今曰搭喜棚,李家在京城的几处族人同姻亲,都打发小辈上门帮衬。
李鼐已是没了笑脸,挥挥手打发管家下去,对孙珏道:“玉树,父亲早年置办房山那两处庄子,就是打算作为祭产的。中间那庄子是镶白旗刘总兵家的产业,父亲也一直惦记买的。因刘总兵这些年一直外任,不在京中,所以事情才耽搁下来。”
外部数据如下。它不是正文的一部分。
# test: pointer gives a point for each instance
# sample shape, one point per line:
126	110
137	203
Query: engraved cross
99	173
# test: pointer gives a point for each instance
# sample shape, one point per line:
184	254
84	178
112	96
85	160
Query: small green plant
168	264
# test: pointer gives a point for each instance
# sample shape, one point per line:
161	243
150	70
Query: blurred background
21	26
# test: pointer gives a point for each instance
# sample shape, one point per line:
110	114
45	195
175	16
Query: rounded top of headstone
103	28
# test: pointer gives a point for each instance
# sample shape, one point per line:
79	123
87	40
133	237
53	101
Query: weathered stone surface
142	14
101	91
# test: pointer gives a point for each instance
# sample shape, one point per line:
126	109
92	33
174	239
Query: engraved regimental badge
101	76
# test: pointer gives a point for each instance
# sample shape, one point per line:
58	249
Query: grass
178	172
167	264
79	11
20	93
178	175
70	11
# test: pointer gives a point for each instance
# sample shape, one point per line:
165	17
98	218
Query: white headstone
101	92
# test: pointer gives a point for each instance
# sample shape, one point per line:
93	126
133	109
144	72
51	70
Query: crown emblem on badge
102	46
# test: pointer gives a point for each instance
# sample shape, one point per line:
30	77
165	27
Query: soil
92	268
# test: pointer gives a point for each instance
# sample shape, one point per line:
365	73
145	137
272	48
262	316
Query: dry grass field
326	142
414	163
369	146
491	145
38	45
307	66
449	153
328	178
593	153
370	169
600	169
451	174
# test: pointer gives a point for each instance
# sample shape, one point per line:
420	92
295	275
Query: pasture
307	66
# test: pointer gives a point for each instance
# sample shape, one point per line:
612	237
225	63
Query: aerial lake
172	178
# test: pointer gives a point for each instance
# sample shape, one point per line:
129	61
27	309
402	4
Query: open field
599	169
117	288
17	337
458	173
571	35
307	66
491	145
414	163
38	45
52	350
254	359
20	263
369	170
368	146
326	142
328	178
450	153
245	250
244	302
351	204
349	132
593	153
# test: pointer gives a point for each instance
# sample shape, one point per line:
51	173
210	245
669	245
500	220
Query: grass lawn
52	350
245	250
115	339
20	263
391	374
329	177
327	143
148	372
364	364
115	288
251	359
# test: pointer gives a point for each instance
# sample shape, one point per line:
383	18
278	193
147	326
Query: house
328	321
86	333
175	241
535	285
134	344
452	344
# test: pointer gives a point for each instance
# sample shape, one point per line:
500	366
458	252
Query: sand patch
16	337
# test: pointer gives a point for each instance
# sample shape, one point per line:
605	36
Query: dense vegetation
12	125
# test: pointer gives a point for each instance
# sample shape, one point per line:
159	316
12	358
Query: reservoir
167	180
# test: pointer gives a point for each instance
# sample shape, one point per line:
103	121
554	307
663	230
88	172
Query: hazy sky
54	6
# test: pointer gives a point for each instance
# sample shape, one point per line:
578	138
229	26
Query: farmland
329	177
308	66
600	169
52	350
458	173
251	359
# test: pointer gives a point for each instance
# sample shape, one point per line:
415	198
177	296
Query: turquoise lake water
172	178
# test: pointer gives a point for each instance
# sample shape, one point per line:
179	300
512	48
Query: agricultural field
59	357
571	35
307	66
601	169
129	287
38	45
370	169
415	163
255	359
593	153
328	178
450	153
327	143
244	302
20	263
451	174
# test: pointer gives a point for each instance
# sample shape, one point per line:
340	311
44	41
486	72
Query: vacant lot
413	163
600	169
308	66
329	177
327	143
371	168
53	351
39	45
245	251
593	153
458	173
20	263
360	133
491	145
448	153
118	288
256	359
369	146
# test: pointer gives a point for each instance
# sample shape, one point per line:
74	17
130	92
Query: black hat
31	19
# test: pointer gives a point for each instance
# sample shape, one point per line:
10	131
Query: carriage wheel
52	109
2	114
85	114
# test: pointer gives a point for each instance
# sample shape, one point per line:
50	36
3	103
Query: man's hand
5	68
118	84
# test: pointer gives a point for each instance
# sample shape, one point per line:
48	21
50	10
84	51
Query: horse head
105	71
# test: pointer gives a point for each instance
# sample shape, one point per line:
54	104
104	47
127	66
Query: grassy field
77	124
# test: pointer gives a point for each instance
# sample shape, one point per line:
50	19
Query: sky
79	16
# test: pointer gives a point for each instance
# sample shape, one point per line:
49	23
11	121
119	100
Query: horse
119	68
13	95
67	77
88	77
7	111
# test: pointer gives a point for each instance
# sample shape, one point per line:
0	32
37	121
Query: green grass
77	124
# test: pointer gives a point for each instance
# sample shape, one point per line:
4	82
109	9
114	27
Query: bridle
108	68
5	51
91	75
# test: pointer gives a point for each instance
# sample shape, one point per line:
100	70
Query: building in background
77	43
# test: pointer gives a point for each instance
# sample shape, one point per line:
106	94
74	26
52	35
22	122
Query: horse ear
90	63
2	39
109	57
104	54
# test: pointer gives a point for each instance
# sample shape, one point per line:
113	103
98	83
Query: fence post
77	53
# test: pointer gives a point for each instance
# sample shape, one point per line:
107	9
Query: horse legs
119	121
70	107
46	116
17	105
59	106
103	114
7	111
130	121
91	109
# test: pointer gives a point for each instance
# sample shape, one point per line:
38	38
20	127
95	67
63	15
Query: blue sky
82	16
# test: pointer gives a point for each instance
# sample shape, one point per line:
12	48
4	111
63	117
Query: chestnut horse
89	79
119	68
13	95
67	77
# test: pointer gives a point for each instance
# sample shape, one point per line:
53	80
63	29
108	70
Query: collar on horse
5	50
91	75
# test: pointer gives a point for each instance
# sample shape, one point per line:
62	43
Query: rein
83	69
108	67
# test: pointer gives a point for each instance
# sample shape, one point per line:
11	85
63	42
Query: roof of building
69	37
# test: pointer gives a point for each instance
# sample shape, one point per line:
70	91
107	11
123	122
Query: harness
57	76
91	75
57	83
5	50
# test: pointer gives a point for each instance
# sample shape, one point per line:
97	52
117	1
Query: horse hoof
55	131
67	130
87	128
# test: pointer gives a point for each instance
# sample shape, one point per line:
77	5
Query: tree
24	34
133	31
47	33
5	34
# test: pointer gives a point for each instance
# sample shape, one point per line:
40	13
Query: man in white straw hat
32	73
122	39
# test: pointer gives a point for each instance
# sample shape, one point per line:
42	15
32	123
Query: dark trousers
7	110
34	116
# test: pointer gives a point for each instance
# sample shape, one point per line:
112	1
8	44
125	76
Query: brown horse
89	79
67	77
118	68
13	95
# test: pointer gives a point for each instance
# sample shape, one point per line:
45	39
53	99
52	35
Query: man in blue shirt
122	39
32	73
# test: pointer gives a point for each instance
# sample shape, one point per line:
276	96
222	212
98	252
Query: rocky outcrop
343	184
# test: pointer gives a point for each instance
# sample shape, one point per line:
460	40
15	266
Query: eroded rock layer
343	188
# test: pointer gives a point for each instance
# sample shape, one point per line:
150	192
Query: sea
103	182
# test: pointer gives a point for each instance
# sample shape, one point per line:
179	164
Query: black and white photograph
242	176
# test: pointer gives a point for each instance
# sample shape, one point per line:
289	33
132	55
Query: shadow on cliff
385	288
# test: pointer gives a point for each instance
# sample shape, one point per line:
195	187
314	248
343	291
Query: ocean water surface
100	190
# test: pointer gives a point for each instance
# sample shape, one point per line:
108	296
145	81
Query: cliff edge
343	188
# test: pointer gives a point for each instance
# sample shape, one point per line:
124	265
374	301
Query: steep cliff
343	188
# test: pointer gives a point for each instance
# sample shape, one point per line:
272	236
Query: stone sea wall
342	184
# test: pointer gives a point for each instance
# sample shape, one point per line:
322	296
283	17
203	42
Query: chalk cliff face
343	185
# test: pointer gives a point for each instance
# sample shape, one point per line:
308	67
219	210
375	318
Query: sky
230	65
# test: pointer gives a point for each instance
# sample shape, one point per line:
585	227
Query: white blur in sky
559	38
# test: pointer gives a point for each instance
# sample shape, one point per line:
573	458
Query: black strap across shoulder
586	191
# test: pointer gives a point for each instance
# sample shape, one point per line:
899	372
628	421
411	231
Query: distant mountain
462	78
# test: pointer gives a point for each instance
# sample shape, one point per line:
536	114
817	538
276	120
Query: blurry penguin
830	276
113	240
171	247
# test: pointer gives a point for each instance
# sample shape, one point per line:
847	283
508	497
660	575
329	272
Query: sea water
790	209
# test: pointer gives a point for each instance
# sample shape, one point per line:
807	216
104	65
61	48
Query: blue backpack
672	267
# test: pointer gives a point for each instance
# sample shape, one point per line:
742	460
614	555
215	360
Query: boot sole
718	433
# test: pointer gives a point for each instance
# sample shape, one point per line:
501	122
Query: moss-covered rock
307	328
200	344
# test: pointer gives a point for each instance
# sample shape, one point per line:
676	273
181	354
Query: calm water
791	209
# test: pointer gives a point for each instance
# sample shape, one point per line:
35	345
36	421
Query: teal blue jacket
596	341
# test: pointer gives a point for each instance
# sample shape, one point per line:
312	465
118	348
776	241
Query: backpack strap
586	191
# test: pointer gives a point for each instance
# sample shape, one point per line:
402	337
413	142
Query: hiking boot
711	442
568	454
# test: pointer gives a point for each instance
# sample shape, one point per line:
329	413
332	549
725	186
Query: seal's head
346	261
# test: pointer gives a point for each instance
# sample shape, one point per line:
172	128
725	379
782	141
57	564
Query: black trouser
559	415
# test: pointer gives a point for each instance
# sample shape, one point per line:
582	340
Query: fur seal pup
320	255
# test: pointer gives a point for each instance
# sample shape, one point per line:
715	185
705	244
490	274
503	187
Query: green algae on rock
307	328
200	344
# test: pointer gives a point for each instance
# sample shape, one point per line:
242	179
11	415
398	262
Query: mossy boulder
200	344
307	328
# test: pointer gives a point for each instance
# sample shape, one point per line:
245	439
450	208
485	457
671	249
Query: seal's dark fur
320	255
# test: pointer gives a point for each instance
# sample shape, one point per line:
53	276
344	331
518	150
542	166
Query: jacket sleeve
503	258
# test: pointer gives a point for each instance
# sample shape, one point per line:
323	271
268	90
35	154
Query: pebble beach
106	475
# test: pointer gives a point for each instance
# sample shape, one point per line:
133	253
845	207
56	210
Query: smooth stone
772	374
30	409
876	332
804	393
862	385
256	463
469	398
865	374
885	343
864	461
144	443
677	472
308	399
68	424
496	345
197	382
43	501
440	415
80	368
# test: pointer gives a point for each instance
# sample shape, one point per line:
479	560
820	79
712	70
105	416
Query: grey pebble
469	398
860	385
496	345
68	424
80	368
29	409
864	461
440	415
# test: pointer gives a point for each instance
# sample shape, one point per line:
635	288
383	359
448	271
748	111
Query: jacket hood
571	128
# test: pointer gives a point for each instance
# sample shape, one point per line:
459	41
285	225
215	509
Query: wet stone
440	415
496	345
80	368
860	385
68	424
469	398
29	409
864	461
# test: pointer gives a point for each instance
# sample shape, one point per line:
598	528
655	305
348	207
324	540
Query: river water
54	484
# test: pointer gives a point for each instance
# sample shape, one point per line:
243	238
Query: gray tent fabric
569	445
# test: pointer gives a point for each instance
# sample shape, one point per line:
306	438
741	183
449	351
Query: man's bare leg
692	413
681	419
虽没有明说,但是这话中婉拒的意思确凿,孙珏只觉得脸上挂不住,抬起头来,寒着脸看着李鼐。
李鼐晓得他姓子孤拐,怕他酸脸,稍加思量,道:“玉树若是嫌通州的庄子小,那就这么办,你看行不行?鼓楼大街那边,有两处门脸房,也是李家的产业。一年下来,租金进项也能有个千把百两,算是给玉树添个零花。”
孙珏那边,已经坐不住,“唰”地一声从椅子上起身,冷笑着说道:“姐夫莫不鄙视我如商贾,要不然怎么还学着商贾讨价还价起来?姐夫能放下身价,我却不敢应承。今儿就算我没来,姐夫的‘好意’,还是算了吧。”
说完,不待李鼐反应,他已经离开座位,大踏步地往外走了。
李鼐见他决绝,只能跟着他,道:“玉树,都是自家人,还是好好商量。”
孙珏却是瞧也不瞧他,喝来自己的长随,骑马扬长而去。
看着孙珏的背影,李鼐使劲地跺跺脚,不知是恨弟弟留下这样的麻烦,还是埋怨孙珏的贪婪。